The inability to avoid maddening soundbytes and
oversimplified sentiments is one of the consequences of social media. Our friends, our co-workers, people we don’t
know pepper our screens with opinions, and, for the most part, we grow inured;
we scroll by. But there are always those
few that creep under our self control and erupt in internal tsunami of sheer
frustration.
For me, prime among those maddening memes are the ones
promoting the utter uniqueness of the learner and condemning all education for
not customizing teaching and evaluation tools to learners…each of whom is
evidently a genius if only judged on her or his personal criteria. When one of my friends posts one of those, I
break out in hives and bite my tongue.
They drive me insane.
It’s not the sentiment behind the quotes and statements that
drives me so mad. I’m a huge proponent
of learning styles and multi-modal education; after almost 20 years in college
classrooms, I’m a passionate advocate of encouraging people to learn in
different ways. It’s the implication in
the posting – the suggestion that if information is not processed and presented
in a way that is customized to each learner, keeping that individual within
their set mode of accepting information, then they are being somehow
violated. I find that deeply,
grotesquely offensive for a plethora of reasons, but for two in particular.
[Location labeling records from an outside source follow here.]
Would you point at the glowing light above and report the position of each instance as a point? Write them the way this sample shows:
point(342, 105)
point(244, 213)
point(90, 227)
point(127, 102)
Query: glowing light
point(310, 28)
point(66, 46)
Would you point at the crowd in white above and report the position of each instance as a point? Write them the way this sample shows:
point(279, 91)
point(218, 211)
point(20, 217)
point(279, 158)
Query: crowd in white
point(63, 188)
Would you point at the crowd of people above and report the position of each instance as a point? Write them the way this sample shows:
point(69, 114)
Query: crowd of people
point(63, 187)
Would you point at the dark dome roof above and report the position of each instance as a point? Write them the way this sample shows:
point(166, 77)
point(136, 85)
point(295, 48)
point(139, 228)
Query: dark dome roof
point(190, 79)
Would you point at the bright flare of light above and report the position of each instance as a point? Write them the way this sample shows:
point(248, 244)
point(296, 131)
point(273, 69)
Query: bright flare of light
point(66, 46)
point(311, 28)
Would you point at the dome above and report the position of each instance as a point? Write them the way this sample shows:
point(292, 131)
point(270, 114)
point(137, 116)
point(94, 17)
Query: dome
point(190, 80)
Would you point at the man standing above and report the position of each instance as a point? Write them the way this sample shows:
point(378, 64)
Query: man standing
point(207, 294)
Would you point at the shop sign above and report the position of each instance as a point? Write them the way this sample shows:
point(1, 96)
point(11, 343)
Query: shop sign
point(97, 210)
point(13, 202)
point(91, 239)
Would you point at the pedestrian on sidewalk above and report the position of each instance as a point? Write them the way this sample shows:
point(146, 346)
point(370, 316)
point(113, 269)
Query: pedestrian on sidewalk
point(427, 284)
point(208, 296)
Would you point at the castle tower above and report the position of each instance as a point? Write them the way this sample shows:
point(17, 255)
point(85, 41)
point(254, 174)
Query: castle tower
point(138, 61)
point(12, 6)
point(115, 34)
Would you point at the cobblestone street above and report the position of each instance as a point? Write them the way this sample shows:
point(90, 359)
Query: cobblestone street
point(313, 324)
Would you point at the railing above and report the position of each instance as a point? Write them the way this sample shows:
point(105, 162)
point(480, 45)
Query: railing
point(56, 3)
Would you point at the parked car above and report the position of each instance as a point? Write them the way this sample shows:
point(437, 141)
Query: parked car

First of all the premise behind many of these casual
assertions is the same premise that I believe cripples much of the American
education system. It is the creed that
education is about conveying information.
In a world where Google’s algorithm can lead readers to more in-depth
answers than many college courses and Harvard professors explain ideas on
YouTube at the click of a button, merely presenting information to any learner,
no matter the methodology, is a pitiful and impractical goal. Not only that, that conveyance of information
has always fallen short of the true goals of education. Learning is not about information; it is
about thinking. If there is one thing
that the American education system today cannot grasp, it is critical
thinking. You can post quotes and images
that blame underfunding, lack of customization, or standards that do not take
the fragile learning ecosystem of your child into consideration, but the real
problem is that the education system is trying to present information instead
of understanding.
As a teacher, I encounter hundreds of students every
semester who are incapable of pushing beyond repetition of information. They have “learned” in that they can repeat
what they have been told. When they are
asked to go beyond that, however, to put together the facts beneath an
organizing set of ideas or principles, they often struggle. They have never been taught to think about
thinking. They know how to access information, but they have no framework of
understanding on which to position that data.
From the inability to do word problems to the abysmal hatred of essay
tests, American learners are lost when it comes to higher level thinking
skills. The education system has spent
more money than most other educational systems in the world in an attempt to
teach information in ways that learners will understand, but it has utterly
failed to teach them how to understand.